Computer Virus: A virus is a program that can “infect” or “contaminate” other programs by modifying them to include a copy of it.  Anti virus programs must be updated continuously to look for new and modified viruses. Viruses are the number-one method of computer vandalism.

The first computer viruses were designed to show off their programming skills and to demonstrate how easily computer security systems could be infiltrated.  Today, viruses are often made to corrupt or scramble data on a computer’s hard disk.

There are over 5000 known viruses.  The rate of virus infection is also increasing.

The Electronic Privacy Act of 1986 is the most noteworthy legislation against the fraudulent use of computers.

There are several categories of computer viruses:

  1. Boot-sector viruses
  2. File-infecting viruses
  3. Trojan horse/Backdoor programs
Boot-sector viruses:

A boot sector virus is designed to replace the information in the hard disk’s boot sectors with its own code.  Once the virus is in memory, it can replicate itself onto any other disks that are used in the infected computer.

File infecting viruses:

This is the most common type of virus.  A file-infecting virus attaches itself to an executable program file be adding its own code to the executable file.  It escapes detection.  When the infected file is run, the virus can

attach itself to other executable files.  Files infected by this type of virus usually have a .COM, .EXE, or .SYE extension.  A virus can be triggered when an infected file is executed.

Trojan horse Programs:

A Trojan horse program is not technically a virus.  The distinction between a virus and a Trojan horse program often looks and initially acts like a legitimate program, but once it is executed; it can destroy or scramble data.
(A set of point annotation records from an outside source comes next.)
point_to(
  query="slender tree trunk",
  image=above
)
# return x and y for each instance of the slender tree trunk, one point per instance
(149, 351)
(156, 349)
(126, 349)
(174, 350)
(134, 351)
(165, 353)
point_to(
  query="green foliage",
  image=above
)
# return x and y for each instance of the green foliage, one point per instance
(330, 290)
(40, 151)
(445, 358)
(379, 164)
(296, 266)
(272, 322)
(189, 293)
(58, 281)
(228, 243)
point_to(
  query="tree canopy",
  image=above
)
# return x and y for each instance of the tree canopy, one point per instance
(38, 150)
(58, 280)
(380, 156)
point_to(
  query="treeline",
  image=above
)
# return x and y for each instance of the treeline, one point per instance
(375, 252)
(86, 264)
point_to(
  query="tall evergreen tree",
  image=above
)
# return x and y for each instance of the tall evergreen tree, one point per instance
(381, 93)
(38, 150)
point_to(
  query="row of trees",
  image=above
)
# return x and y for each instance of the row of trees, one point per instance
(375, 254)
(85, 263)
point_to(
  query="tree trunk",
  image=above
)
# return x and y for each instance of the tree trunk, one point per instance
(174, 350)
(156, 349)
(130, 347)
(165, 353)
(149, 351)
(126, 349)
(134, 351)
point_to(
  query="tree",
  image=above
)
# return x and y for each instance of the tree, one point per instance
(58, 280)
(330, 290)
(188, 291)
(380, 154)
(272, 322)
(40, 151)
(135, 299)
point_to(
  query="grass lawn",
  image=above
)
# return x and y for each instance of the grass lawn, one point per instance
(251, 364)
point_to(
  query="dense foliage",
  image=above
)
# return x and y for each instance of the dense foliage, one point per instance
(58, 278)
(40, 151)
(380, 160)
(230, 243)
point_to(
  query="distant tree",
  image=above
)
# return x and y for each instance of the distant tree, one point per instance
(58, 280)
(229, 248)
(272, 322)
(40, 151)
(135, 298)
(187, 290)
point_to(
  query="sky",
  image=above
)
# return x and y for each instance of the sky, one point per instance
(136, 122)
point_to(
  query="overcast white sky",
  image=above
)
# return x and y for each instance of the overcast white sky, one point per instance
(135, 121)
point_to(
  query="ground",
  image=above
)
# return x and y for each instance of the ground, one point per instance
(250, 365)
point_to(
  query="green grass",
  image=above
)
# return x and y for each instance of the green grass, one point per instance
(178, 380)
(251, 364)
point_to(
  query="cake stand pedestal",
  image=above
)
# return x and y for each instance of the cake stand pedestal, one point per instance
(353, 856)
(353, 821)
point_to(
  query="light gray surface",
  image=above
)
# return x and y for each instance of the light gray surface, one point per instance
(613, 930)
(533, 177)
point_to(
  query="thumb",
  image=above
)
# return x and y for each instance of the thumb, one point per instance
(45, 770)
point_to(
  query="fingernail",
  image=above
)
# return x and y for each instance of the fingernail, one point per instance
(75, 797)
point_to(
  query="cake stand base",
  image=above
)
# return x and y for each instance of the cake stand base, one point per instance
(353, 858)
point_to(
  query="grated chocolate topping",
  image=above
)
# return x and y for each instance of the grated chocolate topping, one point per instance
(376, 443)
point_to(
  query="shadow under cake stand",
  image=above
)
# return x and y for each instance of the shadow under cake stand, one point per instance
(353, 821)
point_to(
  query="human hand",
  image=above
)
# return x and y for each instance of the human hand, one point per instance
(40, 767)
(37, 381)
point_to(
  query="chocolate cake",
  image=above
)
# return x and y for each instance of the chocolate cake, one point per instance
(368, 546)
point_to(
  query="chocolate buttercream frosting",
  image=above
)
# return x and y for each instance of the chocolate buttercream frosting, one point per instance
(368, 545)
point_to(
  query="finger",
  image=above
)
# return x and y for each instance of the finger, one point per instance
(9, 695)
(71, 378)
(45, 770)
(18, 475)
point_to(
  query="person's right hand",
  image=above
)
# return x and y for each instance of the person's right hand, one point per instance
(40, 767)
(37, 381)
A worm is an independent program that replicates itself, crawling from machine to machine across network connections.  It often clogs networks as it spreads, often via e-mail.

Intrusion Detection is the method in which a security administrator uses to detect the presence of an unauthorized intruder.

  • Network based Intrusion Detection – It consists of a black box that sits on the network in promiscuous mode, listening for patterns inductive of an intrusion.
  • Host based Intrusion Detection – It includes auditing for specific.
  • Log File Monitoring – Programs that parse log files after an event has already occurred.
  • File Integrity Checking – It check for Trojan horses, or files that have otherwise been modified, indicating an intruder has already been there.
What is IDS?

IDS stand for Intrusion Detection System.  If one wishes to compare to a home anti-burglary system, firewalls perform the role of door and window locks.  An IDS performs the role of such an alarm system and adds the next preventive layer of security by detecting attacks that penetrate IT systems.

No protection system could make a network 100% secure against outside attacks.  Such an anomalous situation must be reported to the system administrator as quickly as possible.  It is useful to view what an intruder was doing in an IT system.  These are the key tasks for Intrusion Detection System programs.

IDS perform a continuous monitoring of events. It monitors the server and logs any unauthorised access attempts.  IDS must be instructed to recognize such events.  It can process various types of data.  The most frequent are: traffic eavesdropping, packets flowing into system logs, information on users activities.  In operational terms, three primary types of IDS are available:

  • Host base systems – HIDS
  • Network based systems – NIDS
  • Network node-based systems - NNIDS
Problems with IDSes

It is prone to “false-positives” (false alerts).  It is possible that an IDS generates an alert when no problem was actually present.  This is known as false positive.  The network administrator may ignore these alerts, possibly allowing a serious attack to pass unnoticed.  A detailed tuning of alerting and triggering, rules must be performed. 

This is a serious task.  It is critical to understand the properties of IDS technologies, to have a broad knowledge of contemporary intrusion types.  A more rigorous configuration policy is necessary.  The implementing of an IDS service to specialists.